Use Google to search a particular site, e.g. fetal pig +site:goshen.edu
Choosing low-frequency words/names or place names.
See the GC library's page of Search engine tips for more.

SEO - Search Engine Optimization: Writing for top billing

If someone types "grackles" into a search engine site, how can you insure that your page will come up on the first page of search results? Here are some of the things that search engines consider in deciding on their page rankings:

Does the word occur in the URL? E.g. www.grackles.com, www.goshen.edu/gracklepoems.html.
Does the word occur in the title of the page? E.g. <title>Grackles poetry</title>
Does the word occur in a headline rather than in body text? E.g. <h1>Poems about grackles</h1>
Does the word occur in (many of) the link labels for links to your site from others?
Google also includes in its calculations a measure of how many other web pages are linking to yours. One consequence of this is that if at all possible, you should not change the URL of a web page that you're modifying because you're likely to lose the benefit of any sites that have linked to your previous content.
Most search engines (but *not* Google) have some variation on the theme of paying to be featured prominently. Google has a (very effective) "ad words" program, but ad words sites are kept visually separate from the search results.

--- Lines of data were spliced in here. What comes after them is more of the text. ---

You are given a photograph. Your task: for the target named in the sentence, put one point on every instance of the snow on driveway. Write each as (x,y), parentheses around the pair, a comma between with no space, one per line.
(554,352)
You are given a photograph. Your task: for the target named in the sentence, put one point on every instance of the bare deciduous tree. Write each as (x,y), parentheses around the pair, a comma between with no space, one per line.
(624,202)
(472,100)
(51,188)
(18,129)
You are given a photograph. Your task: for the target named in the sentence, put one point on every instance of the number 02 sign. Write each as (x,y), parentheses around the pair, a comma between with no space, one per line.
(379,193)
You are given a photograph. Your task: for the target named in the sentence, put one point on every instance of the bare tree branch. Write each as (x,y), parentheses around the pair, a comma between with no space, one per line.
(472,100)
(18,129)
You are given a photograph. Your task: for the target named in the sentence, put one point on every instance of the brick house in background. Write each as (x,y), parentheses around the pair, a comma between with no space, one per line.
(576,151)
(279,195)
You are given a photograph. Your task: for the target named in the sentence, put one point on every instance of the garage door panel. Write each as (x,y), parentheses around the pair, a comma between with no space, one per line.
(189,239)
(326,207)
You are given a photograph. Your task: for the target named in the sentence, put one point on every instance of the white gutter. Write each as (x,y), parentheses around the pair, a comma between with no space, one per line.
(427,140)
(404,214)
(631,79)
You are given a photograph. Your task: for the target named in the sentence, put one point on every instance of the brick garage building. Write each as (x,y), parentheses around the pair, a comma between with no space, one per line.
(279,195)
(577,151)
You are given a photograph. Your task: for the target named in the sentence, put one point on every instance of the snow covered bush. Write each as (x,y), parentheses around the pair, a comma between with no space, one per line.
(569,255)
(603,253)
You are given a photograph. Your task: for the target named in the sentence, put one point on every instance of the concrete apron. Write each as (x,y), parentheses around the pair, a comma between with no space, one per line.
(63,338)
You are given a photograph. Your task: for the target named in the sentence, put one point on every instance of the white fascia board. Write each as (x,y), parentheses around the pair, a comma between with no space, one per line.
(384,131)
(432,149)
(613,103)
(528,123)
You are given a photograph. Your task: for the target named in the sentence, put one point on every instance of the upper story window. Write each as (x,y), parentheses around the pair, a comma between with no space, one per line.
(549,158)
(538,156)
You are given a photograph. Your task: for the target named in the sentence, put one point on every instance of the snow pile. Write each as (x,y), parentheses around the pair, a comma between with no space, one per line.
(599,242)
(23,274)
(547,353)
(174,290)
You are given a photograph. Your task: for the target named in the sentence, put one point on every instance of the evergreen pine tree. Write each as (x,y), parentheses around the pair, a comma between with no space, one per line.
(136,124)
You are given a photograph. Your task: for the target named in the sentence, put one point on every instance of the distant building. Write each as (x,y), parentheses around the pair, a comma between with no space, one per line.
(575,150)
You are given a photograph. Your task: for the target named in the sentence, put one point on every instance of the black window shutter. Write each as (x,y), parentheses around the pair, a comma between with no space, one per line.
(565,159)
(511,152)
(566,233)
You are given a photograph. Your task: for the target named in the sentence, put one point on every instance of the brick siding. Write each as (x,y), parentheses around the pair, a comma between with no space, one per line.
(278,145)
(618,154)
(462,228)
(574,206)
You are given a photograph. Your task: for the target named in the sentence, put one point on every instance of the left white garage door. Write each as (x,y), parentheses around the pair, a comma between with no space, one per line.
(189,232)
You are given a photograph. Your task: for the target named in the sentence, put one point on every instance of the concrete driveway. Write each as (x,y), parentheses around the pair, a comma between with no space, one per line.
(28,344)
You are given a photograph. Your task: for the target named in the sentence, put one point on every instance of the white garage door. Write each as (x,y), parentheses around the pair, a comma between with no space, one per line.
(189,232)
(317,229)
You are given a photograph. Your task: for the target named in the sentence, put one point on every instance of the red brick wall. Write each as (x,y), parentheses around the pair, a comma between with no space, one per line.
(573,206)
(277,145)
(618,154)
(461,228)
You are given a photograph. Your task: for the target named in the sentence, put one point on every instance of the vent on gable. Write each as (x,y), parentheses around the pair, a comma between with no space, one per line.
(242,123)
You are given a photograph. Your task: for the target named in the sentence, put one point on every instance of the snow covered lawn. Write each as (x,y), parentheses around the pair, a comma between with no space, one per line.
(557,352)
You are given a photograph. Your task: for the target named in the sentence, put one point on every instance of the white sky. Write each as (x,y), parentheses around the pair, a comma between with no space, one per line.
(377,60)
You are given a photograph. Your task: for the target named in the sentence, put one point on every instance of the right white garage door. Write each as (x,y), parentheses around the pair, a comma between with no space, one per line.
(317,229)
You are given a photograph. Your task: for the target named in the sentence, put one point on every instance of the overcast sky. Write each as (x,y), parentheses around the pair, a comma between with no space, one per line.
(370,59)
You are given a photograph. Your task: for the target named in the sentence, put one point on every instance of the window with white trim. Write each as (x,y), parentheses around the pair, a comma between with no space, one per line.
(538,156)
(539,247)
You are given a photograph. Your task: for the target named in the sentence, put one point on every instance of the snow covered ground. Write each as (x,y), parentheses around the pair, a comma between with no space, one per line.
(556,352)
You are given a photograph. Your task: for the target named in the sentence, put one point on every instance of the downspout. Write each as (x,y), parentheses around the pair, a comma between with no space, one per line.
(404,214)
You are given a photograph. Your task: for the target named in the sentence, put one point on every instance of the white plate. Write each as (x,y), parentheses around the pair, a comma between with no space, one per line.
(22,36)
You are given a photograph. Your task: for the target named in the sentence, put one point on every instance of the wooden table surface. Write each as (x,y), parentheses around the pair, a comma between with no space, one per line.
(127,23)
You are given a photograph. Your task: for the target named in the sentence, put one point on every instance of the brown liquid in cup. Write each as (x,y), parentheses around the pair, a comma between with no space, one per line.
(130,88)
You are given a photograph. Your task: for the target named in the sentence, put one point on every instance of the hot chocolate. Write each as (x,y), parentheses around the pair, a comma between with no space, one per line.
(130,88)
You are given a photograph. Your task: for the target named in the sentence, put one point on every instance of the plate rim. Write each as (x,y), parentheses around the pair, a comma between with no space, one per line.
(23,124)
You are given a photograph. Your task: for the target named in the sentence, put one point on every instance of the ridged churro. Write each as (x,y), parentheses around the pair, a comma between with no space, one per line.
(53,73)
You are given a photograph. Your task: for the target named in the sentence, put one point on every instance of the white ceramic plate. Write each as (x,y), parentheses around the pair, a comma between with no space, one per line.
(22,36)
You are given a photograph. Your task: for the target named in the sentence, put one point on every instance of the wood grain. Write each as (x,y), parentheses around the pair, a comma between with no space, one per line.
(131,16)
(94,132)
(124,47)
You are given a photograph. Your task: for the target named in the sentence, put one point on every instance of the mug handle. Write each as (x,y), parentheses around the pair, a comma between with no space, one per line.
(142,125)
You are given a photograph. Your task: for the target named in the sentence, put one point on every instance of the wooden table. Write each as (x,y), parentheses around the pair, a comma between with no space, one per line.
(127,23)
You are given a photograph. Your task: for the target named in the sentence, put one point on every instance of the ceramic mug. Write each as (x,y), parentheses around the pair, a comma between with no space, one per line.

Google also includes in its index words in the alt attribute of images. See this chart comparing what tags search engines pay attention to.

<meta> tags

<HTML>
<HEAD>
<TITLE>Poems about rackles</TITLE>
<META NAME="Author" CONTENT="Paul Meyer Reimer">
<META NAME="Description" CONTENT="This page is an homage to grackles">
<META NAME="Keywords" CONTENT="grackle, birds, poetry, writing">
</HEAD>

Meta tags contain information about the page, but are not displayed on the page. Search engines now mostly ignore the meta keywords tag, because they were too heavily spammed. So currently meta tags are mainly useful for your own site's crawlers, except for...

Controlling the (nice) robots

Some useful, and fairly self-explanatory tags. No guarantee that spam-bots pay any attention, of course.

<META NAME="ROBOTS" CONTENT="NOINDEX">
<META NAME="ROBOTS" CONTENT="NOARCHIVE">

For more related information, search the web for robots.txt.